There have been nine years of excess global production, according to data compiled by Bloomberg, with Chinese output tripling in the period. Aluminum futures slumped in February to the lowest in more than four years.
Depressed aluminum prices have spurred Alcoa Chairman and Chief Executive Officer Klaus Kleinfeld to seek 800,000 tons of smelting cuts and to focus more on the company’s profitable downstream operations that serve auto and aerospace customers. Other aluminum producers are also suffering: Russia’s United Co. Rusal last month posted a $3.2 billion loss for 2013 while Rio Tinto Group took a $1.3 billion writedown on its aluminum business.
“We want to make sure that we grow our value-add businesses and at the same time costs come down on our commodity side so that we become less dependent on factors that we can’t control,” Kleinfeld said yesterday in an interview.
Alcoa, the largest U.S. aluminum producer and the first company in the Standard & Poor’s 500 Index to report quarterly earnings, was removed from the Dow Jones Industrial Average in September after 44 years. The shares advanced 4.5 percent to $13.09 at 9:31 a.m. in New York.
Alcoa’s profit, excluding restructuring costs and other one-time items, was 9 cents a share, it said in a statement, beating the 5-cent average of 18 analysts’ estimates compiled by Bloomberg.
Aluminum futures on the London Metal Exchange averaged $1,754 a metric ton in January through March, the lowest quarterly average since 2009. Metal for delivery in three months on the LME rose 0.2 percent to $1,822.50 today.
Demand from U.S. automakers helped offset the slump in prices. Earnings from Alcoa’s rolled-products unit, which supplies carmakers, surpassed its January forecast. In contrast, the smelting division posted an after-tax loss of $15 million.
Overall, Alcoa had a net loss of 16 cents a share compared with a net income of 13 cents a year earlier.

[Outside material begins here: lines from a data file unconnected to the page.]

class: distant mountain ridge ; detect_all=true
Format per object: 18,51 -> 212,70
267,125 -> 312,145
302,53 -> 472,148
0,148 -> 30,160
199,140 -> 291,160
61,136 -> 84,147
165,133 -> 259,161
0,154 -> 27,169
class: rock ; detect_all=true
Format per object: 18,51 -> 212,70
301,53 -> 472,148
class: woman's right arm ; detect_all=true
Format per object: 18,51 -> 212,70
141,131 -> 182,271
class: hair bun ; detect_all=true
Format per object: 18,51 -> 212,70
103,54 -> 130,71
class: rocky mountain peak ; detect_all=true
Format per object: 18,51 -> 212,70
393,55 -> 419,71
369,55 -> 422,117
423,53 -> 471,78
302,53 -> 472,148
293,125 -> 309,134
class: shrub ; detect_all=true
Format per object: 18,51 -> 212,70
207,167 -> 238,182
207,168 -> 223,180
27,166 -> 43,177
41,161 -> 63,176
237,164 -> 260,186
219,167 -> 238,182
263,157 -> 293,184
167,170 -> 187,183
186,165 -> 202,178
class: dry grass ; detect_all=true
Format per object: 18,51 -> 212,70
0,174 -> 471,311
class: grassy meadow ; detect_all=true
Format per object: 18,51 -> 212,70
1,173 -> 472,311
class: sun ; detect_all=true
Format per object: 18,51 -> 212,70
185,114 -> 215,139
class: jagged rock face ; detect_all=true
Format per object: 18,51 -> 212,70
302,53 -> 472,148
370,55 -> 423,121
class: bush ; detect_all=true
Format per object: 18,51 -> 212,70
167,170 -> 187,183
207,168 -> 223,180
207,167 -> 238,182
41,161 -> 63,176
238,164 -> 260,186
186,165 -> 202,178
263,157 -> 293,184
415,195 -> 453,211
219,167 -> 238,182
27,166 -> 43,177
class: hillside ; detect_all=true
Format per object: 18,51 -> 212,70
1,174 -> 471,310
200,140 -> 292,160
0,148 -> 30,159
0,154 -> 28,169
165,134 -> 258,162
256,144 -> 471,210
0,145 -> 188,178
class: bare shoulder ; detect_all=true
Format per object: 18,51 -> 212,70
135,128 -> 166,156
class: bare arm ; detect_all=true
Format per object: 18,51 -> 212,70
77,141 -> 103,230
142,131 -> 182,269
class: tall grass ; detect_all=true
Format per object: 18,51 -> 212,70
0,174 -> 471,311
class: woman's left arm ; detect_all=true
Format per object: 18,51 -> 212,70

Sales fell to $5.45 billion, trailing the $5.55 billion average estimate.
Softening the impact of lower prices was a 66 percent increase in U.S. premiums, the surcharge that aluminum consumers must pay on top of the LME price to take delivery of aluminum from LME-registered warehouses. Higher premiums mean Alcoa gets a better overall price for its commodity aluminum sales.
Premiums rose along with delays to the deliveries. The warehouse bottleneck has been a source of controversy in the $90 billion-a-year aluminum industry, with Alcoa complaining that the holdups are reducing market transparency. The LME’s proposed rule change to speed up deliveries was delayed last month after a U.K. judge said the bourse’s consultation was flawed.
Alcoa yesterday maintained its forecast for worldwide aluminum demand to grow 7 percent this year. It boosted its projection for aerospace growth to as much as 9 percent, citing demand for large commercial aircraft and regional jets.
Kleinfeld told analysts on a conference call that Alcoa’s sales of auto sheet will rise to $1.3 billion in 2018 from $330 million this year. He sees demand growth driven by developments such as Ford Motor Co.’s new lightweight aluminum-bodied F-150 pickup truck.
“The opportunity in auto is tremendous,” Kleinfeld said in the interview. “This is just the start of the light-weighting story.”